Раб, которого прислал Никомед, явил себя мастером своего дела. При других обстоятельствах Цезарь не допустил бы такого человека выполнять столь интимную работу, ибо раб был явным гомосексуалистом. Но сейчас Цезарь даже не возражал против его прикосновений.

— Я каждый день буду выдергивать по несколько волосинок, — просюсюкал Деметрий.

— Ты сегодня же выдернешь все волосы, — без малейшей жалости к себе заявил Цезарь. — Все, что я мог, я утопил в ванне, но думаю, их личинки остались. Кажется, поэтому я до сих пор не мог их вывести. Фу!

Деметрий аж взвизгнул:

— Невозможно! Даже когда это делаю я, это очень-очень больно!

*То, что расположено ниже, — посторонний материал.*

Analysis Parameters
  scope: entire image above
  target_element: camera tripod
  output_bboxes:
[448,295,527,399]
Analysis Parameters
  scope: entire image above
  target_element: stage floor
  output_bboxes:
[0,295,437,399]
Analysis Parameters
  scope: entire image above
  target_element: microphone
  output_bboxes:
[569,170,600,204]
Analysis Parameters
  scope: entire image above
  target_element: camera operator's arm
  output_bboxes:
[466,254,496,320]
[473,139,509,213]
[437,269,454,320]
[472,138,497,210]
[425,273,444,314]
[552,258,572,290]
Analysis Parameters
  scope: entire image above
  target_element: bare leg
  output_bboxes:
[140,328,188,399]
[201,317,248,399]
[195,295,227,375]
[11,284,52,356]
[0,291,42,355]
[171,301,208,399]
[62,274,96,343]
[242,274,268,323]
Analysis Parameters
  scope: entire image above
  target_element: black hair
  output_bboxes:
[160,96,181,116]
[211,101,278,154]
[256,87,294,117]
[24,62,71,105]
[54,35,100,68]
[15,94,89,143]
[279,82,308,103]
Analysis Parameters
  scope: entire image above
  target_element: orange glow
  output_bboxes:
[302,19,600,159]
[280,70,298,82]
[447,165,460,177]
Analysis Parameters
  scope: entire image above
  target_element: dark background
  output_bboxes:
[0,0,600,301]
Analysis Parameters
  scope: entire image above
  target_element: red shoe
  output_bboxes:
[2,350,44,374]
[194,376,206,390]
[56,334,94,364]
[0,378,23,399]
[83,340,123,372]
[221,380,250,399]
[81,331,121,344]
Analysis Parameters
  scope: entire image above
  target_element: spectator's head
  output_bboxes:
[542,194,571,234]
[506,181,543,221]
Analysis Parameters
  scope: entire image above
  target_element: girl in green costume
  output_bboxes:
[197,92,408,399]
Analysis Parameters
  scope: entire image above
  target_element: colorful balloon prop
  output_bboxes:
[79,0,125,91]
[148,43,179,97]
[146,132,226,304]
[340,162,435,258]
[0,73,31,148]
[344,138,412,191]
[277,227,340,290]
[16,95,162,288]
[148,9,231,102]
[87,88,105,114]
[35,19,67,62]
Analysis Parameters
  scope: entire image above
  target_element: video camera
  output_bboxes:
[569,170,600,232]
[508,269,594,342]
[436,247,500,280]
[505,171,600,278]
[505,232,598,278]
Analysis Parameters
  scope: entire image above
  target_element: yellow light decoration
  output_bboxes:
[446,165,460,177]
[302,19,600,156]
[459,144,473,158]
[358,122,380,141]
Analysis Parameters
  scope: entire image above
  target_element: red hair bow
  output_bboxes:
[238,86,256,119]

— Все сразу! — приказал Цезарь.

И Деметрий принялся за работу, а голый Цезарь спокойно лежал. Он умел владеть собой. Он скорее умер бы, чем вздрогнул, застонал, заплакал или как-нибудь по-другому выдал свою боль. И когда пытка закончилась и прошло достаточно времени, чтобы боль утихла, Цезарь почувствовал облегчение. Ему даже понравился вид безволосого тела в серебряном зеркале, которое царь Никомед велел поставить в главных гостевых покоях дворца. Гладкий. И никакого чувства стыда. Поразительно голый. И почему-то больше похож на мужчину. Как странно!

Чувствуя себя рабом, которому дали свободу, в тот же вечер он вошел в столовую с новым, приятным ощущением, которое отражалось на его лице и в глазах. Царь Никомед взглянул и ахнул. Цезарь в ответ подмигнул.

* * *

Полтора года он оставался в Вифинии, путешествуя по разным местам. Это была идиллия, которую он вспоминал как самый чудесный период жизни, пока не достиг тридцати трех лет и не пережил еще лучшее время. Цезарь посетил Трою, чтобы почтить своего предка Энея, он несколько раз навестил Пессинунт, возвращался в Византии. Он бывал везде, избегая лишь Пергама и Тарса, где Клавдию Нерону и Долабелле все-таки удалось остаться еще на один год.